Ictu report shows 13 CEOs were paid more than 50 times ordinary salary in 2018

An Irish Congress of Trade Unions  report estimates it would take an ordinary worker 212 years to earn the same as CRH chief executive  Albert Manifold  in 2018.

An Irish Congress of Trade Unions report estimates it would take an ordinary worker 212 years to earn the same as CRH chief executive Albert Manifold in 2018.

 

A new report drawn up by the Irish Congress of Trade Unions (Ictu) estimates it would take an ordinary worker 212 years to earn what the chief executive of building materials company CRH, Albert Manifold, took home in 2018.

Trade unions have called for new rules to tackle remuneration of top executives in Irish companies, which they maintain is significantly outstripping pay for employees.

The Ictu assessment looked at accounts filed by 26 companies – 20 of whom were lists on the Irish Stock Exchange and six Irish-based companies listed in London.

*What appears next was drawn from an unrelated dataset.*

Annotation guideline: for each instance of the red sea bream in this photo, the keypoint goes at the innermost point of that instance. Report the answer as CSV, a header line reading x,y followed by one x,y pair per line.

Ictu said its analysis showed “that total annual CEO remuneration increased in 11 companies, ranging from 9 per cent in Permanent TSB to a 99 per cent increase in Smurfit Kappa”.

“Meanwhile, wages for the average full-time worker were up just 2.6 per cent on 2017,” the trade union movement umbrella body said.

It said annual pay and benefits were close to or above €1 million for 22 of the 26 chief executives, “and as much as €8.2 million”.

The Ictu report said that 13 company chief executives were paid more than 50 times an ordinary worker’s salary in 2018.

“The highest CEO-to-worker pay ratios are in: CRH: 212 years; Smurfit Kappa: 87 years; Tullow Oil: 80 years; DCC: 75 years; ICG: 71 years; Kerry Group: 66 years; Glanbia: 60 years; Ryanair: 59 years; Grafton: 59 years; Aryzta 57 years, Paddy Power: 57 years; Kingspan: 51 years and UDG: 51 years.”

Telephone number salaries

Ictu researcher Eileen Sweeney, who has tracked the changes in the pay of each chief executive since 2015, said: “The building materials company, CRH continues to have the highest CEO-to-average-worker pay ratio, at 212-to-1.

“That is, it would take an ordinary worker 212 years to earn what the CRH boss took home in 2018.

“This is marginally narrower on the previous year as a result of a €296,000 reduction in the bonus paid to the chief executive to €2.04 million in 2018. However, a wide divide persists.”

Ictu general secretary Patricia King said: “The telephone number-like-salaries and the unjustifiable gap between the top and rest of the workforce needs to be urgently tackled. This is now recognised by the European Commission and the OECD – institutions not known to be natural bedfellows of trade unions.”

Ictu said that earlier this year, the European Commission had pointed out that market income inequality – income before taxes were deducted and social welfare top-ups were added – in Ireland is the highest in the EU28.

It said the OECD’s 2018 economic survey of Ireland also pointed out that income inequality and poverty in market income were high.

Wage inequality

Ictu social policy officer Dr Laura Bambrick said the new EU shareholder rights directive was due to have become Irish law by June of this year but that this has not yet happened,

She said this initiative represented a good first step in pay transparency and tackling wage inequality.

“The directive, for the first time, requires listed companies to explain how the pay of their employees were taken into account when determining the salaries for company bosses. “

“However, despite the efforts of Congress, as detailed in our report, Government refuses to grasp the opportunity the directive presents to include more ambitious provisions – such as legally obliging listed companies to make pay ratio disclosures” said Dr Bambrick.

“Publicly listed companies are required by stock market rules to publish certain information, including pay of their management team. Private companies are under no such obligation and their executives’ pay remains shrouded in secrecy. But, there is nothing to prevent a future government making such reporting a requirement of firms tendering for public contracts.”